On Thursday, we published our most recent Law Enforcement Requests Report, which details the number of legal demands for customer data we received from law enforcement agencies around the world and how Microsoft responded to those requests. This is our third report and covers the period from July to December 2013.
(Note: As with prior editions, this report focuses on demands from criminal law enforcement agencies and does not include legal demands under U.S. national security laws. However, following legal action against the U.S. government, we’ve recently been able to separately publish data about the number of these requests we receive. Our first and most recent report of this data can be found here.)
These reports are part of our ongoing commitment to transparency on these issues. We believe that public availability of such data is important to our customers as well as to an increasingly broad community of advocates and stakeholders working to find the appropriate balance of policies that promote public safety and personal data privacy.

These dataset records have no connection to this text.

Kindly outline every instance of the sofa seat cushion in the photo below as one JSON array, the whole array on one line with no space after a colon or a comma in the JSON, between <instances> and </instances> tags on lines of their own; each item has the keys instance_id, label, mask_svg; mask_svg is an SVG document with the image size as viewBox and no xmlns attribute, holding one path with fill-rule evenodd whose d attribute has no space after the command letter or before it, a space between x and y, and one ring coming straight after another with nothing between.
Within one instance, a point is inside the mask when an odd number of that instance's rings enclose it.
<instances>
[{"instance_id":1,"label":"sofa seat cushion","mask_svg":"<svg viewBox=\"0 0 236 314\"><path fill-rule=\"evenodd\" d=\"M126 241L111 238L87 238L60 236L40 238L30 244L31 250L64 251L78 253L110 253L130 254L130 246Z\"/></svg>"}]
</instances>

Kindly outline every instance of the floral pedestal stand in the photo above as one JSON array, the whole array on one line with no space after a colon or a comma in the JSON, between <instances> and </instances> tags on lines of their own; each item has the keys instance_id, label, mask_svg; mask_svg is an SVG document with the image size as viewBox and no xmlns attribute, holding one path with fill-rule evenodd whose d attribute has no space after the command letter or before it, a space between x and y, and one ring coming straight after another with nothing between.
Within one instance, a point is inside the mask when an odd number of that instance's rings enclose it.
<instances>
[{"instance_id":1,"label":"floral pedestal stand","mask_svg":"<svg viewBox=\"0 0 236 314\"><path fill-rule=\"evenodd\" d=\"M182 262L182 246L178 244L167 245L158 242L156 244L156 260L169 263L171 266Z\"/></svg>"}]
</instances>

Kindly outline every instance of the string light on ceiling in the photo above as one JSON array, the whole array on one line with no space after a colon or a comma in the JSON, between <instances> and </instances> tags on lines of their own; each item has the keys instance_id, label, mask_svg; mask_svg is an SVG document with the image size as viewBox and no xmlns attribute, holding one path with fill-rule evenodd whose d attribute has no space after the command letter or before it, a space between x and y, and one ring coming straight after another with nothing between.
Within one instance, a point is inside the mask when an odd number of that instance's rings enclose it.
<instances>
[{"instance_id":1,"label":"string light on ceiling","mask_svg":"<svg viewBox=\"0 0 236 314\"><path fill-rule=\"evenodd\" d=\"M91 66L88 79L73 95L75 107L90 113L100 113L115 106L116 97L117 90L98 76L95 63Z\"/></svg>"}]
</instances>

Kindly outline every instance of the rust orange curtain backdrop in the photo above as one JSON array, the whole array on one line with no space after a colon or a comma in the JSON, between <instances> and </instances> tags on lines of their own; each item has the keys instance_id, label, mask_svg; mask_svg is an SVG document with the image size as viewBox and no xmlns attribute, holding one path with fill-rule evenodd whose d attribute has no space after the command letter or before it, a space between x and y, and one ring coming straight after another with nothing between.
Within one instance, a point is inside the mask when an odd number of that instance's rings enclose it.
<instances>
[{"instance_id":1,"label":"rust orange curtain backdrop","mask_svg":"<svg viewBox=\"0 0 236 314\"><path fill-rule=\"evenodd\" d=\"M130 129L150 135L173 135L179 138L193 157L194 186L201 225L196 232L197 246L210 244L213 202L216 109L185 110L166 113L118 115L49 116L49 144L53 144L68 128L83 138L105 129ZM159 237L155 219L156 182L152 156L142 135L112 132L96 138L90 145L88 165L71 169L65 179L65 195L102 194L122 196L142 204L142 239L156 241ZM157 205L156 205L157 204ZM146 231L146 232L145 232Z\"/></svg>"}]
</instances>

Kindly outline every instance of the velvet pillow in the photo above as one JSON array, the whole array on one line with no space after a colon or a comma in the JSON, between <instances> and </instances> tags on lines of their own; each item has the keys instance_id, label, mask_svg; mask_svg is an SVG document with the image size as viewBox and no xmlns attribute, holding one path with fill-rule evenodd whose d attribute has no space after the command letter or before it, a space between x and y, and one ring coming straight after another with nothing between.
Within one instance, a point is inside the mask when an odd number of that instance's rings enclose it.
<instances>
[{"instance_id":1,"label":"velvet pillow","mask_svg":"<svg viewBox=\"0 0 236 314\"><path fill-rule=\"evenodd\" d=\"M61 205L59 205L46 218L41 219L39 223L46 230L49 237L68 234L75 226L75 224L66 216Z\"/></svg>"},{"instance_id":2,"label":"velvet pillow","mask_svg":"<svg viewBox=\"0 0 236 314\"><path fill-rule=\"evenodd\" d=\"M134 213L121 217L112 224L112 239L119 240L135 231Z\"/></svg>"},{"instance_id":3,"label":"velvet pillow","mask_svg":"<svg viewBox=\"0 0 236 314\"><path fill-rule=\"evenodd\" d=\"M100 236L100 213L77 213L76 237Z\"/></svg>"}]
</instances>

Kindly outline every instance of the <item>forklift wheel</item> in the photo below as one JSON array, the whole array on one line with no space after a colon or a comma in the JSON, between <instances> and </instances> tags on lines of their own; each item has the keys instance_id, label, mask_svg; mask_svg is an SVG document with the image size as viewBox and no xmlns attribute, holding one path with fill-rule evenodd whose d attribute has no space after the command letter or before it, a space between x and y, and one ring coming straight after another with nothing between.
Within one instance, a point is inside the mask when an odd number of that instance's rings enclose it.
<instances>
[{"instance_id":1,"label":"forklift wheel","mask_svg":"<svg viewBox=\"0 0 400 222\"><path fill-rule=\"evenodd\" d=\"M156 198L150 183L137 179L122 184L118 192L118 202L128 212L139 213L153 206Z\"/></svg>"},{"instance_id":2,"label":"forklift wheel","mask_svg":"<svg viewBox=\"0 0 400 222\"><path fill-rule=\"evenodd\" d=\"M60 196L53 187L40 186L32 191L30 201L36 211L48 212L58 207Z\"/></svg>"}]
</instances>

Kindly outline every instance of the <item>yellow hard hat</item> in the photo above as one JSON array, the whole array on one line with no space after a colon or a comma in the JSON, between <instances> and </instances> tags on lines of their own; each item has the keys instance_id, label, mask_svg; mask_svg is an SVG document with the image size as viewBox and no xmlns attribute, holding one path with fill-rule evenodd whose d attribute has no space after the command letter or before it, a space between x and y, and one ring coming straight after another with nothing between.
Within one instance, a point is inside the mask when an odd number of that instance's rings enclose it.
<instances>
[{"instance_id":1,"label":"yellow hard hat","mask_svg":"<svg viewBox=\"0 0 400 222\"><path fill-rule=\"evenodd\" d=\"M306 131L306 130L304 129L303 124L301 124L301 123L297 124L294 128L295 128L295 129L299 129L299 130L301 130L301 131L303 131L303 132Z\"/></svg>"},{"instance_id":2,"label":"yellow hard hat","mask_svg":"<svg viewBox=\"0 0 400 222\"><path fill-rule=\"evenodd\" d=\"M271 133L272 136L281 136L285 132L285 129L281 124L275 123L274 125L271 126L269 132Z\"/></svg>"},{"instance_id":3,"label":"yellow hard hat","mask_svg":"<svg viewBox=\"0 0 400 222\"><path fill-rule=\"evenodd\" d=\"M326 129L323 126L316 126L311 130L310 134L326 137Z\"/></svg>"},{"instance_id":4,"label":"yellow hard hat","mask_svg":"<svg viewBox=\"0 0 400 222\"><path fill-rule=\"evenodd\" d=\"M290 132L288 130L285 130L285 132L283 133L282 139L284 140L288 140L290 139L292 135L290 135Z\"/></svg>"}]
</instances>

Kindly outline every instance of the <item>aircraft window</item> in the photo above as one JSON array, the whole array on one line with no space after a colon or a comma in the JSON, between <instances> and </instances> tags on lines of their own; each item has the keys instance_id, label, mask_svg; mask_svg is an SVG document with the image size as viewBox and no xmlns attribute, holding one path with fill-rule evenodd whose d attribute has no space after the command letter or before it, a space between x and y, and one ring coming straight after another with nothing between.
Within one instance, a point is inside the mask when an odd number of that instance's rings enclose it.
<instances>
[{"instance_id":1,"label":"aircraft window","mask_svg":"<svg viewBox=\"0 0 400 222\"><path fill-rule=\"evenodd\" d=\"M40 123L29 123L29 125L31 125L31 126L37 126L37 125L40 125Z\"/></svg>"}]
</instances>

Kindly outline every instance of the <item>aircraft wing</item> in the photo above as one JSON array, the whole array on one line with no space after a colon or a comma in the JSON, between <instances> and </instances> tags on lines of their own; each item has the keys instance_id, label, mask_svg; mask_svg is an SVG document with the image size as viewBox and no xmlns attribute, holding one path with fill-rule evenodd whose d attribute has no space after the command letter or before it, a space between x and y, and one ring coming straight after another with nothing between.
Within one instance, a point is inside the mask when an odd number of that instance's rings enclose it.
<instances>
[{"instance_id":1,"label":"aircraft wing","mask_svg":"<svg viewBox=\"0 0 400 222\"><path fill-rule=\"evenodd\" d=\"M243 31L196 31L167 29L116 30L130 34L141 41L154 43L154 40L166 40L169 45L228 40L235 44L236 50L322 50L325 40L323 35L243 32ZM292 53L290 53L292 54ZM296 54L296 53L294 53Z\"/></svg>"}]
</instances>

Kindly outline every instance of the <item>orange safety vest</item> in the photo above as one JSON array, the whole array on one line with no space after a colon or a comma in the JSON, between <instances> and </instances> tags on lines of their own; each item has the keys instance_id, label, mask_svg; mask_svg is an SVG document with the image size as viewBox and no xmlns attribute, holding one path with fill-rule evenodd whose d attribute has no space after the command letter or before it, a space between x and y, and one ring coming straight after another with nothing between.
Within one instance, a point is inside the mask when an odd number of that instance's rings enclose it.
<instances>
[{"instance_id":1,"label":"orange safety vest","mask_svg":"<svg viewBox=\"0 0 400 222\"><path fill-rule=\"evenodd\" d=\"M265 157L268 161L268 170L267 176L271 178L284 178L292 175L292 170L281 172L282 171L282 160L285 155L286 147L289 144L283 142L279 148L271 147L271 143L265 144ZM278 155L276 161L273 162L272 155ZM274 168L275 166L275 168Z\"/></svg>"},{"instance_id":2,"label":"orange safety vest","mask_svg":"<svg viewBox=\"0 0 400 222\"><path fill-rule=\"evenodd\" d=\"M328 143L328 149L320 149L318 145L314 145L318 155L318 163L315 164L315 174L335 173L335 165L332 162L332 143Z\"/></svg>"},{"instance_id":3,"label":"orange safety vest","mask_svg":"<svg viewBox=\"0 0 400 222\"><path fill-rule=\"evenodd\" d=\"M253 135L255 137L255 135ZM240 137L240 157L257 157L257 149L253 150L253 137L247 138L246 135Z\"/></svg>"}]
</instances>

Overall, the data in this latest Law Enforcement Requests Report shared today is largely consistent with prior reports:
· For the latter half of 2013, Microsoft received 35,083 requests from law enforcement agencies potentially impacting 58,676 accounts.
· Approximately 76 percent of requests resulted in disclosure of only “non-content data.” In 21 percent of all requests, no data at all was disclosed.

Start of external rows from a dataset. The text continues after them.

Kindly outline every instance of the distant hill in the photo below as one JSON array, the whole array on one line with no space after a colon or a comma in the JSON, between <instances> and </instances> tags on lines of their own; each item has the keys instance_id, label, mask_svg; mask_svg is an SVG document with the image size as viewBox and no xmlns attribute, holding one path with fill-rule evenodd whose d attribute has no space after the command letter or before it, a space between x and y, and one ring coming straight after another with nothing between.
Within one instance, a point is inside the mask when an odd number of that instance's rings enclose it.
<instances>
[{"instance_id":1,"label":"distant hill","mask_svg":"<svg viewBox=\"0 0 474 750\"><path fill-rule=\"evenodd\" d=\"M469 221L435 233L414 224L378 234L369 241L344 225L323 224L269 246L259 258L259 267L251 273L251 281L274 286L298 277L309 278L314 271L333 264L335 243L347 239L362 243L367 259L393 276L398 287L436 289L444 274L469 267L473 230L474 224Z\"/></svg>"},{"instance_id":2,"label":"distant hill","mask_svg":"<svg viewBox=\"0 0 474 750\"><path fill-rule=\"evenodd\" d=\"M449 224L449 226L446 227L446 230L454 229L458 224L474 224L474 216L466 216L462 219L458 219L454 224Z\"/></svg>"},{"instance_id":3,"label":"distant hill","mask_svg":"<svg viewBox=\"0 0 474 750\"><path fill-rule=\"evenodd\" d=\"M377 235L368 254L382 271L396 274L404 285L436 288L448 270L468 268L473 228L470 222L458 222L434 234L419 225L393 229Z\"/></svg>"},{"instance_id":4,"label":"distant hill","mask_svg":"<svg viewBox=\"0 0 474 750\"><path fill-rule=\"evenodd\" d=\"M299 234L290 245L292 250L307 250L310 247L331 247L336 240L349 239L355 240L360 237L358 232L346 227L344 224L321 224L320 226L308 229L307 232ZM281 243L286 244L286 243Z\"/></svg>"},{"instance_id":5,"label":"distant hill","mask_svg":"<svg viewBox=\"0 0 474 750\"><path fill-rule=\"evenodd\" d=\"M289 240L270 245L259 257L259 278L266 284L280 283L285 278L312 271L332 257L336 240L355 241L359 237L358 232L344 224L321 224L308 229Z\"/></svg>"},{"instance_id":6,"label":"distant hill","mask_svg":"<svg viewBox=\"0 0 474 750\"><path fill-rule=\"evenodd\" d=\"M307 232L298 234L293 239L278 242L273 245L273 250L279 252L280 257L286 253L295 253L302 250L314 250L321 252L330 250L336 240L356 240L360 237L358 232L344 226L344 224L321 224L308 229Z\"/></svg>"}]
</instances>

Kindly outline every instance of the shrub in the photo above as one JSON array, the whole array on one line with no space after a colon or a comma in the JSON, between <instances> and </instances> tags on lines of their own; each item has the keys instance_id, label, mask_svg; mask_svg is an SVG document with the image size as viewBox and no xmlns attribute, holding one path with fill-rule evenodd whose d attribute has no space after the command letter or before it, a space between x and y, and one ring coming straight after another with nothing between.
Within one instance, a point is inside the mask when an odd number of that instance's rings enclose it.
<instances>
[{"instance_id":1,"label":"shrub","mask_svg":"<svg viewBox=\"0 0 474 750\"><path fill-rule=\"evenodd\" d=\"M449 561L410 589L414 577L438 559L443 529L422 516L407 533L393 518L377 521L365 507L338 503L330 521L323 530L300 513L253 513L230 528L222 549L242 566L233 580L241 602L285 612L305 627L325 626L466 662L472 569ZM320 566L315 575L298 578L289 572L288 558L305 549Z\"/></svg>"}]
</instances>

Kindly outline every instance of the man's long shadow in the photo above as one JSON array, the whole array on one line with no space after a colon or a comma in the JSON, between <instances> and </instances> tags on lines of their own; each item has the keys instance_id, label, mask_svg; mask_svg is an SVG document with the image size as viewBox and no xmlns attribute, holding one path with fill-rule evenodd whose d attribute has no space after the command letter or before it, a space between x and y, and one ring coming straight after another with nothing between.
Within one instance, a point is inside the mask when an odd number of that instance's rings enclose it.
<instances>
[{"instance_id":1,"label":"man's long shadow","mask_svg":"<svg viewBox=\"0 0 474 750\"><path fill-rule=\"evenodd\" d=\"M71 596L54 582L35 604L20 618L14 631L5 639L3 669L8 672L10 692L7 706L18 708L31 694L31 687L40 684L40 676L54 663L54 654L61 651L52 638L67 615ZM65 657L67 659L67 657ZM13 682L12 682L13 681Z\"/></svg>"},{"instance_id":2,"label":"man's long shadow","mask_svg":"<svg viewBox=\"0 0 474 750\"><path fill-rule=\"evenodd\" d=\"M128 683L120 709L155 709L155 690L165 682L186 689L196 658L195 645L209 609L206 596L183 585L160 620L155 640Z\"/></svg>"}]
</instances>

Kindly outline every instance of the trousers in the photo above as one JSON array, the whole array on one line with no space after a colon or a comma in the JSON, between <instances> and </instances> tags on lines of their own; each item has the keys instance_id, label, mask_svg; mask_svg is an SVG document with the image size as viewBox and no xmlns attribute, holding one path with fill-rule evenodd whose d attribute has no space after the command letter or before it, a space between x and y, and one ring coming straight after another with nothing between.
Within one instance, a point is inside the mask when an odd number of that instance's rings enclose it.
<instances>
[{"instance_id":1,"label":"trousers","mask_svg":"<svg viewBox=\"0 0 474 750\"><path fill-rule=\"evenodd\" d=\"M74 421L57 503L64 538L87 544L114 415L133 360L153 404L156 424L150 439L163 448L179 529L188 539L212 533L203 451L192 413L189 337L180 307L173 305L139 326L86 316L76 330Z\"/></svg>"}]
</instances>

· Only a small number of requests, 2.32 percent, resulted in disclosure of customer content data. Most of these requests – more than 80 percent – were from United States law enforcement agencies. This is in line with what we observed about the first half of 2013 and is consistent with what we saw in 2012.
· We continue to see that a majority of the law enforcement demands we receive come from a handful of countries, led by the U.S., Turkey, Germany, France and the United Kingdom.

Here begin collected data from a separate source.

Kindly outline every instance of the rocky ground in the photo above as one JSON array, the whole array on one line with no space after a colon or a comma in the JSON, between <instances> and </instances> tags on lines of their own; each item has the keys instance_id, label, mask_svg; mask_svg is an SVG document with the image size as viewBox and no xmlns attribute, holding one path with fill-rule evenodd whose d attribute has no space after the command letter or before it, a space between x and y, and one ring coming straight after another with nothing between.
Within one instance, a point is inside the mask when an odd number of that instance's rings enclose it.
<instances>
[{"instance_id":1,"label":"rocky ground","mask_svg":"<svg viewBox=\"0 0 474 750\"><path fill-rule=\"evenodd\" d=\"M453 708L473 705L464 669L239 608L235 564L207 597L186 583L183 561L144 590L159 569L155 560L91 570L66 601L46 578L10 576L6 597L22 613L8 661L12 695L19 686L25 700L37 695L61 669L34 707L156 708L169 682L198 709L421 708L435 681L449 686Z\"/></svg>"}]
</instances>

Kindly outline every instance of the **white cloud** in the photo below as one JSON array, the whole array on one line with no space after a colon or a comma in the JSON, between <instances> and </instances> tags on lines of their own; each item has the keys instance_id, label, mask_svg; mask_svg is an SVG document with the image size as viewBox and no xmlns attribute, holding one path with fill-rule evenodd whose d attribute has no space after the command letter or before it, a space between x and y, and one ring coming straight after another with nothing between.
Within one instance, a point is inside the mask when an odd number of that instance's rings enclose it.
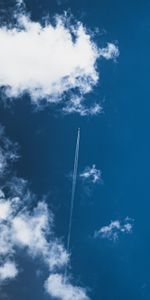
<instances>
[{"instance_id":1,"label":"white cloud","mask_svg":"<svg viewBox=\"0 0 150 300\"><path fill-rule=\"evenodd\" d=\"M8 224L0 223L0 233L0 257L7 258L14 253L11 230Z\"/></svg>"},{"instance_id":2,"label":"white cloud","mask_svg":"<svg viewBox=\"0 0 150 300\"><path fill-rule=\"evenodd\" d=\"M33 214L29 214L27 211L21 212L12 220L15 241L23 246L35 248L35 250L45 246L43 234L47 226L48 212L45 203L38 203Z\"/></svg>"},{"instance_id":3,"label":"white cloud","mask_svg":"<svg viewBox=\"0 0 150 300\"><path fill-rule=\"evenodd\" d=\"M44 202L39 202L32 213L22 211L12 220L13 242L26 247L32 257L43 257L50 270L61 268L68 262L63 245L52 238L52 226L53 219Z\"/></svg>"},{"instance_id":4,"label":"white cloud","mask_svg":"<svg viewBox=\"0 0 150 300\"><path fill-rule=\"evenodd\" d=\"M99 49L99 55L106 59L116 59L119 56L119 50L116 45L108 43L107 47Z\"/></svg>"},{"instance_id":5,"label":"white cloud","mask_svg":"<svg viewBox=\"0 0 150 300\"><path fill-rule=\"evenodd\" d=\"M45 282L45 288L51 297L61 300L88 300L85 289L73 286L61 274L52 274Z\"/></svg>"},{"instance_id":6,"label":"white cloud","mask_svg":"<svg viewBox=\"0 0 150 300\"><path fill-rule=\"evenodd\" d=\"M81 97L72 97L71 100L63 108L65 113L79 113L81 116L93 116L102 111L102 107L95 103L91 107L85 106L84 99Z\"/></svg>"},{"instance_id":7,"label":"white cloud","mask_svg":"<svg viewBox=\"0 0 150 300\"><path fill-rule=\"evenodd\" d=\"M0 86L8 97L28 92L36 104L41 99L60 102L64 93L72 90L83 97L98 82L97 59L119 55L112 43L99 49L83 24L71 24L67 14L57 16L55 24L46 21L45 25L33 22L23 10L16 19L17 24L0 28ZM65 108L81 115L100 110L98 104L89 109L74 100Z\"/></svg>"},{"instance_id":8,"label":"white cloud","mask_svg":"<svg viewBox=\"0 0 150 300\"><path fill-rule=\"evenodd\" d=\"M4 133L0 135L0 140L2 145L0 153L6 159L11 156L11 148L13 155L14 147L5 138ZM7 168L10 167L10 161L7 161ZM5 169L3 170L1 175L5 181ZM1 283L18 275L19 271L15 261L18 250L21 249L36 259L37 263L40 259L40 262L43 261L47 266L50 276L45 283L45 288L50 295L56 295L61 300L70 299L68 297L73 300L87 300L86 290L69 283L68 279L64 282L63 274L69 263L69 253L65 250L62 241L55 236L54 217L47 204L44 201L39 201L33 207L32 200L35 198L28 191L27 182L14 177L11 171L9 175L12 176L11 180L6 181L0 188ZM63 274L53 274L58 271ZM57 287L55 292L54 285Z\"/></svg>"},{"instance_id":9,"label":"white cloud","mask_svg":"<svg viewBox=\"0 0 150 300\"><path fill-rule=\"evenodd\" d=\"M62 268L68 263L69 255L63 244L54 236L53 215L45 202L40 201L30 208L32 198L27 182L11 175L5 182L5 169L10 168L11 160L18 157L16 146L4 135L0 127L0 157L5 164L1 168L8 196L0 189L0 259L15 257L16 249L26 249L33 258L41 257L50 270ZM11 173L11 172L10 172ZM2 180L3 181L3 180Z\"/></svg>"},{"instance_id":10,"label":"white cloud","mask_svg":"<svg viewBox=\"0 0 150 300\"><path fill-rule=\"evenodd\" d=\"M6 220L11 213L10 202L5 202L4 199L0 199L0 219Z\"/></svg>"},{"instance_id":11,"label":"white cloud","mask_svg":"<svg viewBox=\"0 0 150 300\"><path fill-rule=\"evenodd\" d=\"M109 225L96 231L94 236L115 241L121 233L131 233L132 229L133 220L127 217L122 222L119 220L111 221Z\"/></svg>"},{"instance_id":12,"label":"white cloud","mask_svg":"<svg viewBox=\"0 0 150 300\"><path fill-rule=\"evenodd\" d=\"M98 50L81 24L69 29L58 17L56 26L42 27L23 15L19 22L22 30L0 29L0 85L10 88L10 96L28 91L33 100L53 101L49 97L71 88L88 92L97 82Z\"/></svg>"},{"instance_id":13,"label":"white cloud","mask_svg":"<svg viewBox=\"0 0 150 300\"><path fill-rule=\"evenodd\" d=\"M22 207L19 198L3 199L1 204L0 255L13 255L19 247L33 258L41 257L50 270L68 263L63 245L53 237L53 219L46 203L39 202L33 211Z\"/></svg>"},{"instance_id":14,"label":"white cloud","mask_svg":"<svg viewBox=\"0 0 150 300\"><path fill-rule=\"evenodd\" d=\"M3 174L5 168L6 168L6 160L4 155L0 152L0 174Z\"/></svg>"},{"instance_id":15,"label":"white cloud","mask_svg":"<svg viewBox=\"0 0 150 300\"><path fill-rule=\"evenodd\" d=\"M14 162L18 155L16 153L17 144L12 144L9 139L5 137L4 128L0 125L0 177L4 177L8 164Z\"/></svg>"},{"instance_id":16,"label":"white cloud","mask_svg":"<svg viewBox=\"0 0 150 300\"><path fill-rule=\"evenodd\" d=\"M85 170L80 174L80 177L84 180L89 180L93 183L96 183L101 180L101 171L96 169L95 165L92 165L92 167L86 167Z\"/></svg>"},{"instance_id":17,"label":"white cloud","mask_svg":"<svg viewBox=\"0 0 150 300\"><path fill-rule=\"evenodd\" d=\"M17 276L18 270L15 262L7 261L2 266L0 266L0 280L5 281L7 279L13 279Z\"/></svg>"}]
</instances>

· As with our prior Law Enforcement Request Reports, this new data shows that across our services, and out of hundreds of millions of accounts, only a fraction of accounts are affected – less than 0.01 percent.
· We received only three legal orders for data associated with use of our commercial services by our enterprise customers (i.e., those with more than 50 seats), seeking information about 15 accounts. We disclosed information in response to all three of those requests.
· We receive government demands for customer data from a large number of countries around the world. This highlights the need we’ve previously outlined for an international convention that is grounded in human rights commitments and covers these important issues.
Beyond the data, we also provide additional transparency on how we handle all government demands for customer data in our Principles, Policies and Practices FAQ. We hope you find this information valuable to understanding the steps we take to address these demands in line with our commitment to human rights, free expression and individual privacy.